Opened 4 days ago
Last modified 26 hours ago
#19227 assigned task
Survey of Claude AI problems controlling ChimeraX
| Reported by: | Tom Goddard | Owned by: | Tom Goddard |
|---|---|---|---|
| Priority: | moderate | Milestone: | |
| Component: | UI | Version: | |
| Keywords: | Cc: | Zach Pearson, Eric Pettersen, a.rohou@…, iamkaant@… | |
| Blocked By: | Blocking: | ||
| Notify when closed: | Platform: | all | |
| Project: | ChimeraX |
Description
The purpose of this ticket is to document the many problems that prevent Claude from successfully controlling ChimeraX, and use this list to figure out how best to improve Claude's capabilities with ChimeraX.
I've used Claude to control ChimeraX through MCP (Model Context Protocol) for about 5 hours on real-world easy-to-hard difficult biology problems that ChimeraX can handle. I'd estimate Claude runs into some problem about 20 times per hour, and I have encountered dozens of different failure modes.

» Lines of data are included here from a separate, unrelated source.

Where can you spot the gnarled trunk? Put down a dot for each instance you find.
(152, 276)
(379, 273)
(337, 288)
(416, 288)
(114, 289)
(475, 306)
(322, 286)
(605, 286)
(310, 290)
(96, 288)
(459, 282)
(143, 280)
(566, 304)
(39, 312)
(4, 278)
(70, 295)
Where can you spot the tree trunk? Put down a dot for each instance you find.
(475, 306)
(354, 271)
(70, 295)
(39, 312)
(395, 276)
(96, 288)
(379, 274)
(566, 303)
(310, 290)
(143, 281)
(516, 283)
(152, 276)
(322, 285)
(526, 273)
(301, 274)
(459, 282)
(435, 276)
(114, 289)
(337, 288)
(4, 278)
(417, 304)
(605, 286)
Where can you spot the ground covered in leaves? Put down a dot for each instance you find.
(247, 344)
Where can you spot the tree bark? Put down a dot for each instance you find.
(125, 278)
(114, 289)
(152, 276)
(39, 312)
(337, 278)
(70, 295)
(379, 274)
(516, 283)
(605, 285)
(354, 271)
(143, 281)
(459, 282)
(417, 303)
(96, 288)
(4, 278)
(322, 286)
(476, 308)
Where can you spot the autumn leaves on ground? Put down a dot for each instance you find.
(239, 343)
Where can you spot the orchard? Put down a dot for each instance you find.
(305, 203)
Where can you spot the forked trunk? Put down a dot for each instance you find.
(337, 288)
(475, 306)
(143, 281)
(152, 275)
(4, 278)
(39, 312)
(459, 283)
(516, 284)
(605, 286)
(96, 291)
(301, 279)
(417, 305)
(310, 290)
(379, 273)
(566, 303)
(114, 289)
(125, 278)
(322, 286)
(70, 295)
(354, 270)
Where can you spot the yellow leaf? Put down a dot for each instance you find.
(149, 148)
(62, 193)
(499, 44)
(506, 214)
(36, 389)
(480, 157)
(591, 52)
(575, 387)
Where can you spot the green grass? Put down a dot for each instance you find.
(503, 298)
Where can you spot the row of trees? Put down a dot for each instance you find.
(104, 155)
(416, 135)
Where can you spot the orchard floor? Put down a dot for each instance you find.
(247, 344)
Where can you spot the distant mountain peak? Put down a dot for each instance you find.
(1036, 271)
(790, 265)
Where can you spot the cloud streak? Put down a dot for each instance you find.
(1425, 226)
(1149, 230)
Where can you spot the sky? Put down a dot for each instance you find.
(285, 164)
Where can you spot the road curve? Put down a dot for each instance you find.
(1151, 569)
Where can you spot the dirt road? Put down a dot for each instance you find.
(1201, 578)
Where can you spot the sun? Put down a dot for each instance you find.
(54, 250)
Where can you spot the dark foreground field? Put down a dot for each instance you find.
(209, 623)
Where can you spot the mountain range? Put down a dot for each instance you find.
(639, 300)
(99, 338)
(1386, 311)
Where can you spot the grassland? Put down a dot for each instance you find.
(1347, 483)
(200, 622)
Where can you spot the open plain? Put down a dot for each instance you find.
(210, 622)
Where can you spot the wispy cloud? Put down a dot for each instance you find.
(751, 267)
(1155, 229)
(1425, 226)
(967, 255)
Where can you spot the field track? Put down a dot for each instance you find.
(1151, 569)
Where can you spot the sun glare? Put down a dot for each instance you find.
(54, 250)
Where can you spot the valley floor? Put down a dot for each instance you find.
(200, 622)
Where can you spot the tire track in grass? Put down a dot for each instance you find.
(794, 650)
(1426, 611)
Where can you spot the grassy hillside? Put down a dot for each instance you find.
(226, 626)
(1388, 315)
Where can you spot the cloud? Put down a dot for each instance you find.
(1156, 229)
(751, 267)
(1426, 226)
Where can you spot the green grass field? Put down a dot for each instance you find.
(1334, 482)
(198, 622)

Since there are so many problems I'll number them so it is easy to add comments refering to specific issues. Some of the problems are very general (e.g. Claude hits maximum conversation size limit) and some are narrow and techical (e.g. Claude gets model spec ranges wrong #1.1-1.5 instead of #1.1-5). The general ones are fewer and I think more interesting in terms of improving the utility of Claude controlling ChimeraX so I'll put a "G" in the number for those issues to highlight those.
Change History (3)
comment:1 by , 4 days ago
comment:2 by , 4 days ago
G13) Claude usage limit. With the free Claude plan I was only able to ask about 15 questions before it said I reached the usage limit for a 5 hour period. That was about 30 minutes of use. So I signed up for the Claude Pro plan, $20 per month, that gives 5x the usage limits. I also have run out of usage with the Pro plan twice so far in a total of just 5 hours of use over 3 days. I only get about 90 minutes of use before it says I must wait another few hours to get more usage. The next Claude price plan Max starts at $100 per month which would probably limit use by academic biologists. The Max plan gives 5x more usage than Pro and would probably allow a full day work with Claude without hitting limits.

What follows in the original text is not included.